Closed matteobettini closed 5 months ago
To me DDPG is the continuous version of DQN (IIRC this is how it was presented to the community). I guess we can make it possible to use GumbelSoftax or other hacks but I've rarely seen any of these tricks truly work in real settings (don't quote me on this I could be wrong). Is there something fundamentally different with DDPG with these sort of things and regular DDPG that would require a new class?
Closing as non actionable. Happy to reopen if we can identify action items.
I think the main value-add here is that we found in the BenchMARL repository, IDDPG and MADDPG tend to perform best out of all algorithms.

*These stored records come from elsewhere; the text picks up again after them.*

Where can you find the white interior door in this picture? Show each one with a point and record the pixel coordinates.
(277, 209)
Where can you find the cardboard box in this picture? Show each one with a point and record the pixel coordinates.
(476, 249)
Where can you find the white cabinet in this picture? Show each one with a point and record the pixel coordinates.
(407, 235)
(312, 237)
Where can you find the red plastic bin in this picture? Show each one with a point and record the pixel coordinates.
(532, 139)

However, these algorithms currently don't work for discrete action spaces, which would be nice (specifically meltingpot environments). It also seems that the original MADDPG work did a similar gumbel-softmax trick.

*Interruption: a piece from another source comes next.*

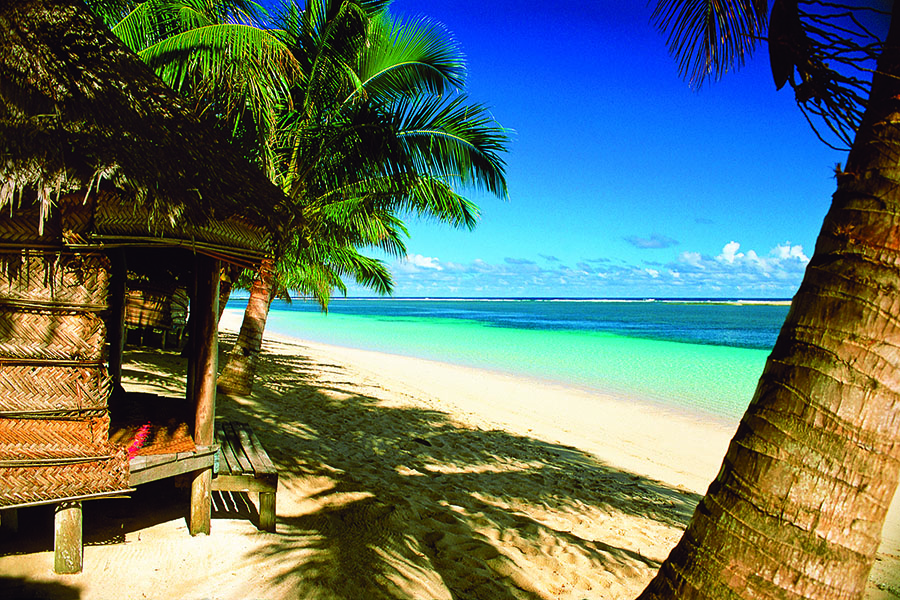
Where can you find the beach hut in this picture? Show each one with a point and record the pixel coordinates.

https://www.reddit.com/r/reinforcementlearning/comments/g5cjzh/ddpg_for_discrete_actions/
I'm not against anything, I just need an actionable. What's the bug? Where do things break? What did you try but didn't behave as expected?
Since there is a version of SAC for discrete actions https://github.com/pytorch/rl/blob/2461eb20d21b79a410e01aed71c26b77712a30d8/torchrl/objectives/sac.py#L792 I was wondering what would be the process to enable a version of DDPG with discrete actions.
Since the two algorithms are simular my guess is that it should be similar? Another possibility is to emulate continuous actions using the GumbelSoftmax estimator (https://arxiv.org/abs/1611.01144).
cc @ezhang7423